A Stitch in Time: Learning Procedural Workflow via Self-Supervised Plackett-Luce Ranking
Chengan Che, Chao Wang, Xinyue Chen, Sophia Tsoka, Luis C. Garcia-Peraza-Herrera
TL;DR
This work reveals that mainstream self-supervised visual representations largely ignore procedural order in video data. It introduces PL-Stitch, a two-branch framework that uses Plackett-Luce listwise ranking to learn global procedural progression from frame sequences and to capture fine-grained cross-frame cues via a spatio-temporal jigsaw and masked image modeling, all trained on a shared ViT backbone. The approach achieves state-of-the-art results on five procedural benchmarks, with substantial gains in surgical phase recognition and cooking action segmentation, demonstrating the practical value of explicitly modeling temporal order. The work also provides extensive ablations and qualitative analyses showing robust, interpretable representations that align with real procedural structure. Future directions include action anticipation and multi-modal alignment with textual procedural guides.
Abstract
Procedural activities, ranging from routine cooking to complex surgical operations, are highly structured as a set of actions conducted in a specific temporal order.
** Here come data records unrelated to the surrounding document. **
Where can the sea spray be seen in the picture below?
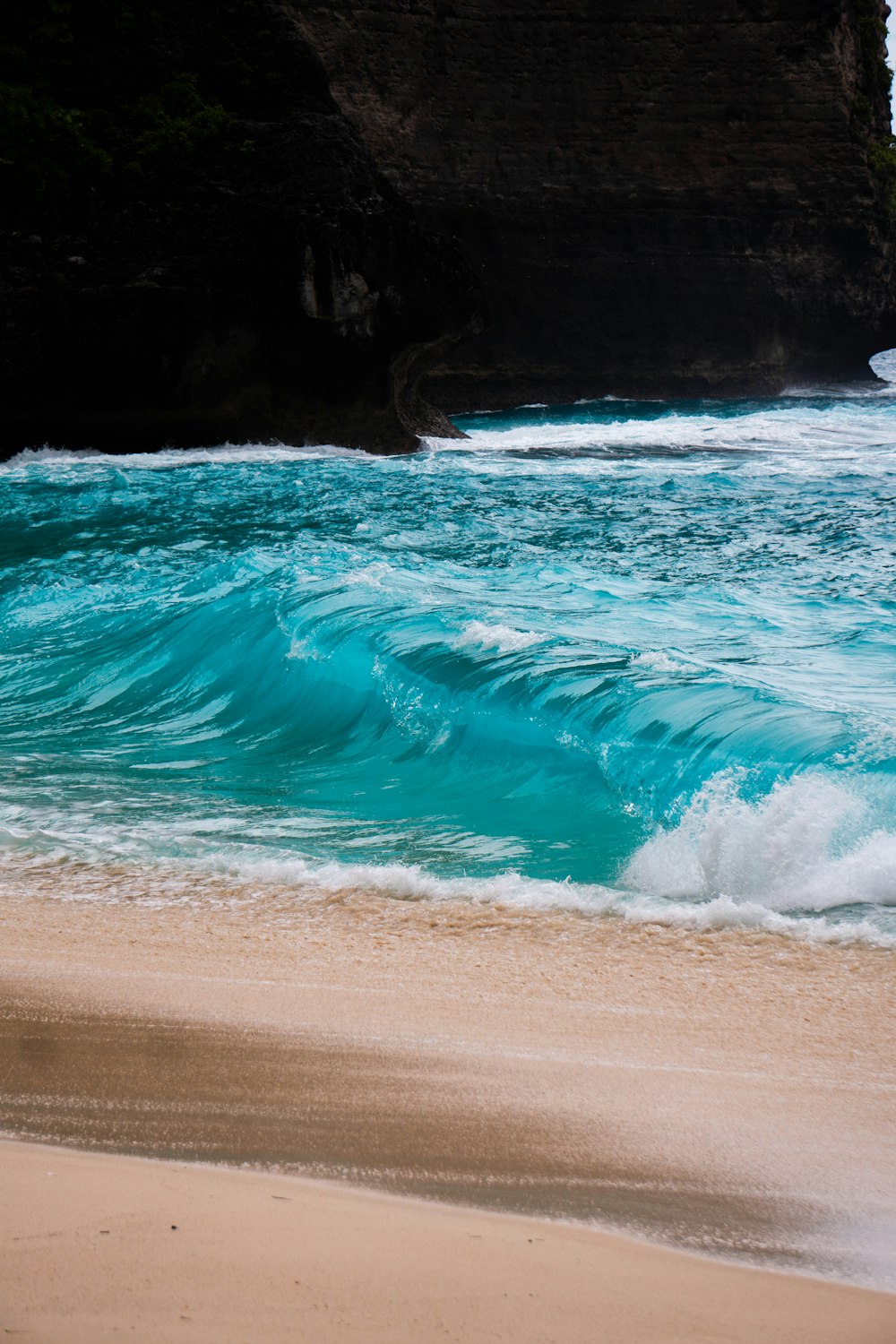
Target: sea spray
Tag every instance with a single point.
(626, 658)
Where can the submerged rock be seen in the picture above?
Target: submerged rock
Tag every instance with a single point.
(196, 246)
(665, 198)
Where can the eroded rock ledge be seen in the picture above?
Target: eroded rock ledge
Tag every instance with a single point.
(196, 246)
(659, 198)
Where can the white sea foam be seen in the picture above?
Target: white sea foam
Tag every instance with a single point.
(657, 660)
(501, 637)
(516, 892)
(172, 457)
(801, 847)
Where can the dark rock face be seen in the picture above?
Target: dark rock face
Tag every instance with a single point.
(659, 198)
(223, 261)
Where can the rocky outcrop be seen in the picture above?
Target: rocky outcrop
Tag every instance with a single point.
(659, 198)
(196, 246)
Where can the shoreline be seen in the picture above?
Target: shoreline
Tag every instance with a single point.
(726, 1094)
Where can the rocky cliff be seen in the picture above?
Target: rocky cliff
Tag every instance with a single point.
(195, 246)
(659, 198)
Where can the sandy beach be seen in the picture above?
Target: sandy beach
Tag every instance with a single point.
(724, 1093)
(96, 1247)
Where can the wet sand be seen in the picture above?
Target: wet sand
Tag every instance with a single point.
(727, 1093)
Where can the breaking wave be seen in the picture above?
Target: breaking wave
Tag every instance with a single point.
(621, 658)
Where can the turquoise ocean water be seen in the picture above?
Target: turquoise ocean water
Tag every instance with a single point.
(627, 658)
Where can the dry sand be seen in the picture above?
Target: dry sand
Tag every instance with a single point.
(99, 1247)
(732, 1093)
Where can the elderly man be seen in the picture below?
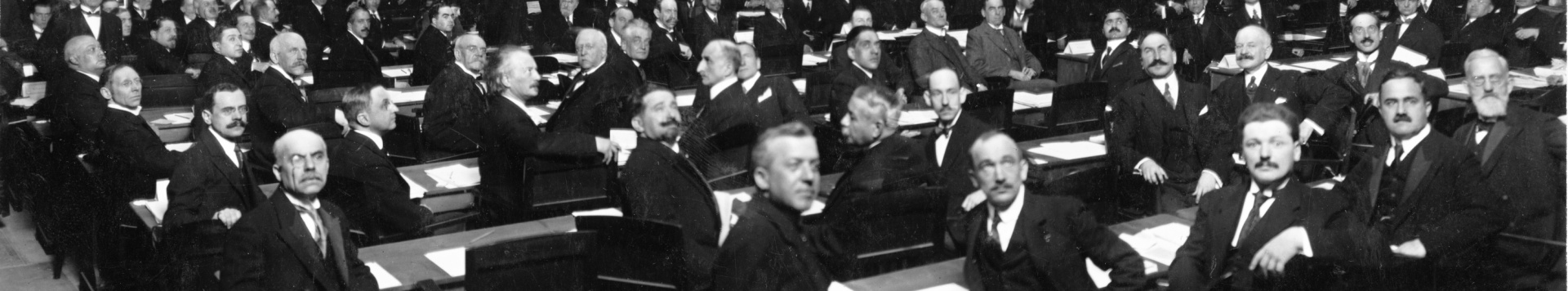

Despite their success on static images and short clips, current self-supervised learning methods often overlook the procedural nature that underpins such activities. We expose the lack of procedural awareness in current SSL methods with a motivating experiment: models pretrained on forward and time-reversed sequences produce highly similar features, confirming that their representations are blind to the underlying procedural order. To address this shortcoming, we propose PL-Stitch, a self-supervised framework that harnesses the inherent temporal order of video frames as a powerful supervisory signal. Our approach integrates two novel probabilistic objectives based on the Plackett-Luce (PL) model. The primary PL objective trains the model to sort sampled frames chronologically, compelling it to learn the global workflow progression. The secondary objective, a spatio-temporal jigsaw loss, complements the learning by capturing fine-grained, cross-frame object correlations. Our approach consistently achieves superior performance across five surgical and cooking benchmarks. Specifically, PL-Stitch yields significant gains in surgical phase recognition (e.g., +11.4 pp k-NN accuracy on Cholec80) and cooking action segmentation (e.g., +5.7 pp linear probing accuracy on Breakfast), demonstrating its effectiveness for procedural video representation learning.